First, no attempt is made to convey a serious Presidential view about why the Boston and Benghazi bombings occurred. In fact they are given only passing references twice. This despite the growing criticisms of explanations made by Administration officials and of Obama's own attempts to brush aside such criticisms as being merely "political". One would have thought that a statement of policy would have provided an opportunity to "clarify" the Administration's position. My conclusion is that Obama's statement is no more than an attempted holding approach to show that "he is doing something".
Meantime, we learn that a friend of the elder Boston bomber was shot in Florida by an FBI agent who was interviewing him about his possible involvement in the murder of three students in Boston on the tenth anniversary of 9/11. That murder is reported as involving the cutting of throats to the point of near decapitation. The implication seems clear: the Koran urges the "smiting the necks of unbelievers".
As to Benghazi, one report claims that more whistle blowers are likely to emerge in the near future and it asserts their evidence will have "damaging implications for Obama and Clinton". Former Chief of Staff to Bush, Karl Rove, is reported as claiming that Obama was "complicit in the Benghazi lie" and as pointing out that he (Obama) knew of the attack on the consulate about an hour after the Administration was advised, that he then met for half an hour with Defense Secretary Panetta and the chairman of the Joint Chiefs of Staff, and then disappeared for the night (in Washington) while the attack continued.

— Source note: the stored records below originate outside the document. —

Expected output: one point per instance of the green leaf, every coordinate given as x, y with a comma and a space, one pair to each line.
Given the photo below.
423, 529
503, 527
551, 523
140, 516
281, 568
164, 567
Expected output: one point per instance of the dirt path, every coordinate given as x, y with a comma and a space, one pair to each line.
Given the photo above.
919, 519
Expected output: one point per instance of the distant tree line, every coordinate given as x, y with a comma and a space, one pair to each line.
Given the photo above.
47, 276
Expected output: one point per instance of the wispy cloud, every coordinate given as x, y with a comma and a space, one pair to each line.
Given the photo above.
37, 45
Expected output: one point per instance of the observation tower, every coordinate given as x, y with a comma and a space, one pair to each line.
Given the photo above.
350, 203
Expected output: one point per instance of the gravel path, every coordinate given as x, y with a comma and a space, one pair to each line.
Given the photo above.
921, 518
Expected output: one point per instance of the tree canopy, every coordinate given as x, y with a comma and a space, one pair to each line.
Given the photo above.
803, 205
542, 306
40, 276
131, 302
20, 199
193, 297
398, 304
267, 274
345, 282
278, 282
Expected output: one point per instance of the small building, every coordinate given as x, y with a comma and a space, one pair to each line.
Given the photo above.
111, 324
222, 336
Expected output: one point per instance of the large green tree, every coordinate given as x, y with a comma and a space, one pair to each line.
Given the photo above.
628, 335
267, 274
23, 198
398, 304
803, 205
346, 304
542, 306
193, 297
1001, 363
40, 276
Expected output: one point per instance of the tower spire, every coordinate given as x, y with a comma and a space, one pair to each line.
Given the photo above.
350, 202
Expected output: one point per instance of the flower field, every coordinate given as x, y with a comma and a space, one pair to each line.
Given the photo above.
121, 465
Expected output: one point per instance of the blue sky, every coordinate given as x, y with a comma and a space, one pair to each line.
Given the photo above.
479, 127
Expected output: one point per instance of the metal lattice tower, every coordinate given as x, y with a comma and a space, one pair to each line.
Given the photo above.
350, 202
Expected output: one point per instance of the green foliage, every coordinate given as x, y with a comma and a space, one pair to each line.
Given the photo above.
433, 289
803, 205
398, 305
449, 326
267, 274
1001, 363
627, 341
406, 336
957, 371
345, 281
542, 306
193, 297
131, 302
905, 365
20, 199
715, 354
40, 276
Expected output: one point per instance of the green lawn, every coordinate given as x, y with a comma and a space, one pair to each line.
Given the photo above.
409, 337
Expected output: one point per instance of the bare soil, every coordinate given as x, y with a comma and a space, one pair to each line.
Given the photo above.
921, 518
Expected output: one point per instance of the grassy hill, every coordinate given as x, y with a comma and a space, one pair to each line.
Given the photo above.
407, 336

Second, Obama gives the impression of trying to persuade Americans that, as all wars come to an end, the war against terrorism must be ended too: "America is at a crossroads" and "a perpetual war will prove self-defeating and alter our country in troubling ways". But while he accepts the use of force as a component of a counter-terrorism strategy, no indication is given as to either the extent of force required or where and in what circumstances it might be used. Of course, he correctly opines that force "alone cannot make us safe". But it does not follow that "the next element of our strategy involves addressing the underlying grievances and conflicts that feed extremism". This seems a quite astonishing approach by Obama that raises more questions than it answers.
Third, Obama is similarly naive in suggesting that a major part of the strategy of the US should involve "patiently supporting transitions to democracy in places like Egypt, Tunisia and Libya" and strengthening "the opposition in Syria while isolating extremist elements". The idea that "the peaceful realization of individual aspirations will serve as a rebuke to violent extremists" seems astonishing and completely ignores the now widespread belief amongst Muslims that violent action is both necessary and to be supported.
Where to now? Obama is facing serious questions about his attitude and apparent decisions in regard to the Boston and Benghazi bombings and how terrorist threats are to be handled. He faces similar problems on the apparent persecution of conservative groups by the Internal Revenue Service and the tapping of journalists' views. It is difficult to see how he can avoid a much more open statement than this one.